Quer usar as férias para reformar a casa ou fazer um check-up médico? Ok. Mas separe apenas uns dias para isso. Reserve tempo para não fazer absolutamente nada, sem culpa. Desconecte-se.

Fique bem sozinho

Aprenda a ficar bem quando estiver sozinho. Geralmente, na aposentadoria, os filhos não estão mais em casa. Antes de parar de trabalhar, vá treinando: faça silêncio todos os dias. Na internet, há vídeos com tutoriais ensinando a relaxar e meditar, encontrar paz e equilíbrio.

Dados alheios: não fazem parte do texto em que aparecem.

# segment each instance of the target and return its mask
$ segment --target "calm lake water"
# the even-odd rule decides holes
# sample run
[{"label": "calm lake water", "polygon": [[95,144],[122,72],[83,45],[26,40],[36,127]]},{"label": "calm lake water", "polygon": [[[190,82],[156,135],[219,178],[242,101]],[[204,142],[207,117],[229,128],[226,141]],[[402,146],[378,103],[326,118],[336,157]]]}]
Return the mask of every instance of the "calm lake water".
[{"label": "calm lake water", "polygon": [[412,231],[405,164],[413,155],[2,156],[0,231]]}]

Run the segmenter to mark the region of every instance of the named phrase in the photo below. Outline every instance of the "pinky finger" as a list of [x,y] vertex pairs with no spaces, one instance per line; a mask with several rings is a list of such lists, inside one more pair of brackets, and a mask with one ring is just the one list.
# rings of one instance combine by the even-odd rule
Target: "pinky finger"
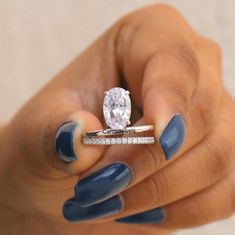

É de graça e fácil.

Conheça-se

Procure se conhecer, saber o que gosta de fazer, o que não gosta. Isso pode ajudá-lo na hora de pensar na aposentadoria. Faça terapia, programas ou cursos que levem você a ter autoconhecimento

Faça planos

Pense a respeito da aposentadoria e descubra algo de útil a se fazer quando parar de trabalhar. Pescar, cuidar da horta e dos netos é muito bom. Mas com o tempo pode se tornar monótono. Busque se sentir produtivo. Quem sabe uma faculdade nova? Ou fazer um trabalho voluntário? Algumas empresas têm programas para preparar o trabalhador que vai se aposentar. Informe-se sobre isso no seu local de trabalho.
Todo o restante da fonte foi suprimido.